Political Order in Changing Societies
- First edition
- Author: Samuel P. Huntington
- Language: English
- Genre: Non-fiction
- Publisher: Yale University Press
- Publication date: 1968
- Publication place: United States

= Political Order in Changing Societies =

1968 book by Samuel Huntington

With his famous book Political Order in Changing Societies, published in 1968, the American political scientist and Harvard professor Samuel P. Huntington is considered to be one of the ”Founding Fathers” of neo-institutionalism, the historical institutionalism. The book is dealing with the role of political institutions in changing political systems. Huntington stated that ”the most important political distinction among countries concerns not their form of government but their degree of government”.
As stated by Francis Fukuyama, Huntington argued that political decay was "at least as likely as political development", and that neither "economic nor social development" could proceed without political order, the actual experience of newly independent countries being "one of increasing social and political disorder".

For Huntington, ”the capacity to create political institutions is the capacity to create public interests”. Huntington argues that changes are caused by tensions within the political and social system, and criticizes modernization theory, contending that its argument for economic change and development being the prime factors responsible for the creation of stable, democratic political systems is flawed. Focusing on other factors like urbanization, increased literacy, social mobilization, and economic growth, he stresses that those factors are not significantly related to political development; in fact a major part of his argument is that those processes are related but distinct. For Huntington, ”political order depends in part on the relation between the development of political institutions and the mobilization of new social forces into politics”.

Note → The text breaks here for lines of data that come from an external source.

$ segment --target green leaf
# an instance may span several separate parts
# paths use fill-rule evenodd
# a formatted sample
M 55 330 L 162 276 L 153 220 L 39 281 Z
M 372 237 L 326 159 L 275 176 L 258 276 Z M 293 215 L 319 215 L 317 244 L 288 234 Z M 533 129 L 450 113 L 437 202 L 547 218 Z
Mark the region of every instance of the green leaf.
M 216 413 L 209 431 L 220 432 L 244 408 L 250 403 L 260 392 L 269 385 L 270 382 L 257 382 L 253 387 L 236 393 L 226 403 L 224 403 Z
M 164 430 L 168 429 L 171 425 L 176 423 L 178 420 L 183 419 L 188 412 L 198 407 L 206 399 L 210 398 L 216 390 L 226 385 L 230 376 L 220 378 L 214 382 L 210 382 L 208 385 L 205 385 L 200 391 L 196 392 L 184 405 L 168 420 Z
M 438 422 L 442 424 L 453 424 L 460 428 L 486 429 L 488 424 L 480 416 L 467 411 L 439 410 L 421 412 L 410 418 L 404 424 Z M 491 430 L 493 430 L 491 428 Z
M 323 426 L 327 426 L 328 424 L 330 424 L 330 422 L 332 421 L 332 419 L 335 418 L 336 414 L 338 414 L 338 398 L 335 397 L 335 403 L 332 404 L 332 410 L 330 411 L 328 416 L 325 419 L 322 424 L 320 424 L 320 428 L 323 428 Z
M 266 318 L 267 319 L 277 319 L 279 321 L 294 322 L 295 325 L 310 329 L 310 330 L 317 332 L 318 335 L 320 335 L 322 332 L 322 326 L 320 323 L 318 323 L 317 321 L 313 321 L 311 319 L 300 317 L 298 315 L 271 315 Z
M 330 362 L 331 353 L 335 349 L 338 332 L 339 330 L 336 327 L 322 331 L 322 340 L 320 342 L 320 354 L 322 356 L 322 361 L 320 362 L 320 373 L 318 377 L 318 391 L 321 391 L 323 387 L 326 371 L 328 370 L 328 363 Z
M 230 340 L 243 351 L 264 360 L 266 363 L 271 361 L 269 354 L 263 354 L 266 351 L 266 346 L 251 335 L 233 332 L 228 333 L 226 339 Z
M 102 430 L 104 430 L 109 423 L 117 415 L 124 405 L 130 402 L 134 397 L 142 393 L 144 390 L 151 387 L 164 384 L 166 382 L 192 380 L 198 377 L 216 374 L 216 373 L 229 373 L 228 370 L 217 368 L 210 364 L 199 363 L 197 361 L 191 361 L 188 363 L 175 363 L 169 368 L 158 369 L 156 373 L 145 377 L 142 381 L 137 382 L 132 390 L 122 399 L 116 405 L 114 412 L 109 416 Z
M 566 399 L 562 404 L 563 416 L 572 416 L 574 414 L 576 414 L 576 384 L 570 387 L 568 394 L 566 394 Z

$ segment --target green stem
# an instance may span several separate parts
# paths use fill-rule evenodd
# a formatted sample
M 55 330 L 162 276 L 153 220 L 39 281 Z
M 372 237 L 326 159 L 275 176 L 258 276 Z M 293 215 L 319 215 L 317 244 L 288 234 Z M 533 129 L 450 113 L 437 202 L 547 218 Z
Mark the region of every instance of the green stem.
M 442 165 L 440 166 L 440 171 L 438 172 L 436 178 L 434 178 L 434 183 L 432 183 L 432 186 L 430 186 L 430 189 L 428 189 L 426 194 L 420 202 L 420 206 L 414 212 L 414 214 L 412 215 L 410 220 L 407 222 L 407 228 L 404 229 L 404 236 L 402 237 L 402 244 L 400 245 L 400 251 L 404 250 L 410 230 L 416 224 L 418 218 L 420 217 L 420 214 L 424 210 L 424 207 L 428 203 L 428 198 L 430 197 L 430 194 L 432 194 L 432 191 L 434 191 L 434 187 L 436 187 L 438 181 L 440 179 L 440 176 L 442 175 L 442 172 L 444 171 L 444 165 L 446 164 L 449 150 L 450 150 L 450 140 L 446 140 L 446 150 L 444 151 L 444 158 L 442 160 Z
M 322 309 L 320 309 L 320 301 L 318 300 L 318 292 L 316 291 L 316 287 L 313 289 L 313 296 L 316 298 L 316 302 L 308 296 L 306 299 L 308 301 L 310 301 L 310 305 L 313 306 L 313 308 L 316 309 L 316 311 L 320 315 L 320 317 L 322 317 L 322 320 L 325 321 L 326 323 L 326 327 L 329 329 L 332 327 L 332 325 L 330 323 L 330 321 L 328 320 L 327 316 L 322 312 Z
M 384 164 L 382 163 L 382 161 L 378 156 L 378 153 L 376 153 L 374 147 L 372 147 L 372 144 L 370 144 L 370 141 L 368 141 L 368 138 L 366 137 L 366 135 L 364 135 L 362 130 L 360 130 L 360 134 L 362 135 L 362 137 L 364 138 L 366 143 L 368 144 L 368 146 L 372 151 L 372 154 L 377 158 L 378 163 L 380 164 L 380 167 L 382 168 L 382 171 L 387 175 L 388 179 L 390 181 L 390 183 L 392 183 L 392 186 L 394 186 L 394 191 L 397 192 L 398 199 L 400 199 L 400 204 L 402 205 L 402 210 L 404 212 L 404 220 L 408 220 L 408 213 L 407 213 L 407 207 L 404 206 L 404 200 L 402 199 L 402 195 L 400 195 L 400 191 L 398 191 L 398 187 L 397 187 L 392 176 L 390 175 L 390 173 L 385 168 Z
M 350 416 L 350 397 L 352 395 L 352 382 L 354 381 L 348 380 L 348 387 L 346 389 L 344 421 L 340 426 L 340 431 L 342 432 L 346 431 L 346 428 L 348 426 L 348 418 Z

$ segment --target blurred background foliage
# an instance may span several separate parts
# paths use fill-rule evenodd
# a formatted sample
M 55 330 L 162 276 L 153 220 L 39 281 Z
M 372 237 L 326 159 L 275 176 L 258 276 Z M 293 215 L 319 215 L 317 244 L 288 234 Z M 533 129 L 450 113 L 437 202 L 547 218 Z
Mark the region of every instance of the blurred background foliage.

The existence (or lack) of order should not be confused with the issue of the type of that order, both on political level (democratic, authoritarian) and on economic level (socialist, free-market). While modernity equals stability, modernization is actually a cause for instability, due to urbanization, rising expectations due to literacy, education and the spread of media, etc. In order to explain the decline in political order throughout Asia, Africa, and Latin America in the late '50s and the early '60s, Huntington stated: ”What was responsible for this violence and instability? The primary thesis of this book is that it was in large part the product of rapid social change and the rapid mobilization of new groups into politics coupled with the slow development of political institutions”.
==Influences==
Controversial on first release, and not only in the west, the book is favored by Chinese Neoconservatives. Peter Moody, a professor emeritus of Political Science at the University of Notre Dame in Indiana, claims that the events of the 1989 Tiananmen Square protests and massacre seemed to confirm to them their belief in a strong state; while considering an autocratic model for China actually weak and ineffectual, they considered a strong state important for economic growth along the lines of Asian "tiger" economies. Moody further claims that "They continued to draw ideas from a distorted reading of Samuel Huntington and his Political Order in Changing Societies in particular; whatever his use as a foreigner who advocated limiting the scope of democracy, his ideas seemed to have merit on their own".

==Reviews==
Writing in 1997, Francis Fukuyama believed that the book "shaped the understanding of a generation of students on the nature of party systems", though he considers the "characterization of the Soviet Union and other communist states as highly developed polities" odd in retrospect, since "their surface institutional calm masked a high degree of internal rot and illegitimacy".

Writing in 2011, Fukuyama considered that Political Order in Changing Societies "appeared against the backdrop (of) and frontally challenged" the assumptions of "the Americanized version of modernization theory", which included "the sunny view that all good things went together: Economic growth, social mobilization, political institutions, and cultural values", all "changing for the better in tandem". Fukuyama considers the book Huntington's "(most important) contribution to the study of politics", and "probably the last major attempt to write a general theory of political development", though its "significance needs to be placed in the context of the ideas that were dominant in the 1950s and early 1960s".